Unlock the Power of dbt Cloud for Data Teams

In today’s digital age, technology dominates the economic landscape. Organizations that want to remain competitive in the virtual and digital marketplace must adopt the new technologies that come into existence. This is especially true as our society becomes increasingly digitally integrated and reliant on technology. The era of technology and information has been upon us for at least a couple of decades now, but what uniquely makes the virtual economy so viable is the growing presence of digital natives in the consumer base. A digital native grew up alongside world-changing technologies like the internet and smartphones. Because of this, they don’t perceive what time was like before these tools existed.
Kids are growing up in a fundamentally different society today, making them think, socialize, and even enter the workforce in fundamentally different ways. Understanding the modern-day consumer is a significant part of the online marketing, advertising, and sales puzzle. As such, consumer data has become one of the most valuable resources that an organization can obtain. However, collecting consumer data is only one-half of the equation. Making use of it is a whole different story.

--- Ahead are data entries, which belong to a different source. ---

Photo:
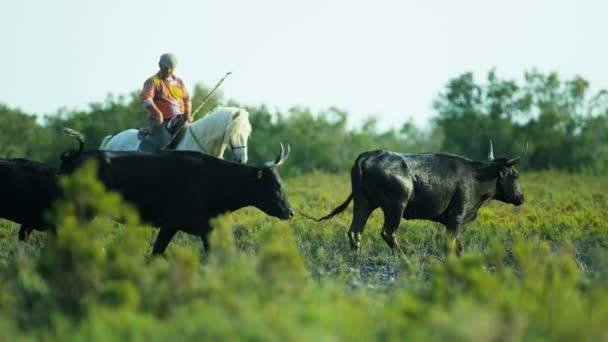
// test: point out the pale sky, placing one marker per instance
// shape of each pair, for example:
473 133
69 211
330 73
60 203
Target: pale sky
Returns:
381 58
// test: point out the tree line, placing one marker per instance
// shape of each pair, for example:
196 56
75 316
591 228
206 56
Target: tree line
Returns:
565 124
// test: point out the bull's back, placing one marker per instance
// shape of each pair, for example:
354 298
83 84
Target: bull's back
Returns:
426 182
27 190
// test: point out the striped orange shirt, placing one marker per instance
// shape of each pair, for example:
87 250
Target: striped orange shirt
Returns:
170 95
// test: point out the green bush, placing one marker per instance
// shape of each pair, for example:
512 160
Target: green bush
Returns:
535 272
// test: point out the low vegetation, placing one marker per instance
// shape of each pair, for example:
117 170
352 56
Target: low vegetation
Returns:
535 272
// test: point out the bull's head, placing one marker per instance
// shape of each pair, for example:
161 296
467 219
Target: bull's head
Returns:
507 186
271 198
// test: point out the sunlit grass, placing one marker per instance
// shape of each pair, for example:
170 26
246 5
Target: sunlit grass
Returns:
539 271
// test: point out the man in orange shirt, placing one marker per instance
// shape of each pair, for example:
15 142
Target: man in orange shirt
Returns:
167 103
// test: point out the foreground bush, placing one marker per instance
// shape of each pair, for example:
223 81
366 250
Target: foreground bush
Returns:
536 272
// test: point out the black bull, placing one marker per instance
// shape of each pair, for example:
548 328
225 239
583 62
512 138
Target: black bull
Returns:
176 190
28 189
443 188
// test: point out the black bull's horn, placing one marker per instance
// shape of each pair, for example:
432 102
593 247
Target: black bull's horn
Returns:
515 160
280 159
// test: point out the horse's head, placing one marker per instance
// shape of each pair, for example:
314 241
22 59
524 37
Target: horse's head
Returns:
223 128
238 135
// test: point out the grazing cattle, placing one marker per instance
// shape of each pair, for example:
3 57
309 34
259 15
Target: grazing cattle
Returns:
27 189
183 190
443 188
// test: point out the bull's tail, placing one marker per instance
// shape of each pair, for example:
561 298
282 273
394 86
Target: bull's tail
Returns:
334 212
355 177
105 141
73 154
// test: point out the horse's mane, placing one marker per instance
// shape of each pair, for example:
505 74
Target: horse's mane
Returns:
239 124
219 123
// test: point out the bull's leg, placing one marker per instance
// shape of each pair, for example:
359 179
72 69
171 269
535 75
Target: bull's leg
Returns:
361 211
205 240
392 217
24 232
452 240
162 240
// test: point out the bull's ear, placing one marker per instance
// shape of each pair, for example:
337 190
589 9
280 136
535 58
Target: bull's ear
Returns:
503 172
258 173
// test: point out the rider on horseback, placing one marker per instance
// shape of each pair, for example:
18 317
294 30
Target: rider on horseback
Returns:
167 102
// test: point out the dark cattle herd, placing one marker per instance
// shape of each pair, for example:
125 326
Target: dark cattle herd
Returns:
443 188
181 191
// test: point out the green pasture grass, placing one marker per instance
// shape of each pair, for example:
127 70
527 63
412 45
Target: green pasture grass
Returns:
534 272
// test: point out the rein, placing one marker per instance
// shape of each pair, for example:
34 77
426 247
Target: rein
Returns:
197 141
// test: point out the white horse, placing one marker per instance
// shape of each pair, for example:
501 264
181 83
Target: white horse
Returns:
223 127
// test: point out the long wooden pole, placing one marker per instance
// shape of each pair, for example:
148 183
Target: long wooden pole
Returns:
205 100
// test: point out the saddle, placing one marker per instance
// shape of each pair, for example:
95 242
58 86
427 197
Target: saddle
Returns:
173 127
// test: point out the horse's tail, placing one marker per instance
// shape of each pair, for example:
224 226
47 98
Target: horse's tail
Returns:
105 142
73 154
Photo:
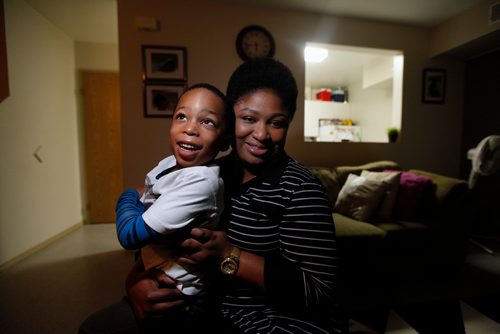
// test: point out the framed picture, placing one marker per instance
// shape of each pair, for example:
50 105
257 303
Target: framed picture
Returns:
164 63
160 98
434 85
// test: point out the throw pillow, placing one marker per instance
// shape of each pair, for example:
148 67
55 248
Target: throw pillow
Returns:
414 191
360 197
390 195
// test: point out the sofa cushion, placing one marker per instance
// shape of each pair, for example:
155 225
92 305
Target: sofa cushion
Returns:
376 166
415 197
328 178
360 197
391 194
346 227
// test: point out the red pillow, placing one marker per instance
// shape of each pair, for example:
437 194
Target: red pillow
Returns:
414 192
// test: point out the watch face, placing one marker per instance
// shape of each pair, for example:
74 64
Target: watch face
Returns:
255 42
229 266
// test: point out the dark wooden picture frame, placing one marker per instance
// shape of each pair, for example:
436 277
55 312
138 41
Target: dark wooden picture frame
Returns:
160 98
164 63
433 85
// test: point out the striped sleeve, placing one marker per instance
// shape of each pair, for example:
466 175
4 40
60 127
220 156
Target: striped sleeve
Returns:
132 231
308 260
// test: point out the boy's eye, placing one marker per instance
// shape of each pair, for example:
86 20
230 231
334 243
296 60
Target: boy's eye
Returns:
248 119
208 122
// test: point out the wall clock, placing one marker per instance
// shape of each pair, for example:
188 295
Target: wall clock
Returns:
254 41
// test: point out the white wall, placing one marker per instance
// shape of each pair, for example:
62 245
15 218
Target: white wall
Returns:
38 200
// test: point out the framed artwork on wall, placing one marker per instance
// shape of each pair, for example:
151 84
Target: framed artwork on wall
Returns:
160 98
164 63
433 85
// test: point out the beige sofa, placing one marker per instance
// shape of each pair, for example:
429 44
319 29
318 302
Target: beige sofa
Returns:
383 250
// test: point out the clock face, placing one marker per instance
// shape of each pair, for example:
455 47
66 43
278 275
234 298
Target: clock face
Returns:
254 42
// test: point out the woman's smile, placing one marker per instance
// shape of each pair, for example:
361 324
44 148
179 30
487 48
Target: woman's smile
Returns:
261 127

Utilizing consumer data in day-to-day operations is a pursuit that has created an entire industry of technology and software dedicated to just that. This all started back in the 1970s with ETL technology aimed at breaking down the data silos that would inevitably develop within an organization’s infrastructure. However, centralizing the data in a single space gave rise to several other issues.
Yet another technology was invented to make centralized data more accessible and operational. This, creatively, was given the name reverse ETL. As the name suggests, this software functions as the reverse of ETL. Rather than centralizing data in a warehouse, reverse ETL aims to distribute consumer insights from the warehouse to other SaaS platforms used for growth, sales, marketing, and development. This is all part of the modern data stack.
However, another key element to the modern data stack is the DBT Cloud.
The IDE
The DBT Cloud is a cloud-based program that allows data engineers to bring the best data analytics practices into real-time queries. DBT stands for data build tool. This feature is critical to include in any modern data stack.
One of the elements of the DBT Cloud is the IDE or integrated development environment. This feature alone saves both time and money in the development process. Data engineers can perform live query checks on their various models in the integrated development environment. This way, they can ensure that their queries and models function correctly throughout development.
Without the IDE, developers would have to continually copy their work from a text-based document into the query-checker and have to run the entire model. This is simply an inefficient development process. Not to mention, this makes it much more challenging to find the errors in complex models. Compared to the ability of the IDE, a developer can run checks as they press a button and incrementally save their progress to identify errors when they occur.
Simplified Orchestration Processes
The DBT Cloud isn’t just helpful in developing queries and data models against the data in the warehouse. Still, it also brings easy, simple, and smooth orchestration functionality to the fingertips of data engineers and other users.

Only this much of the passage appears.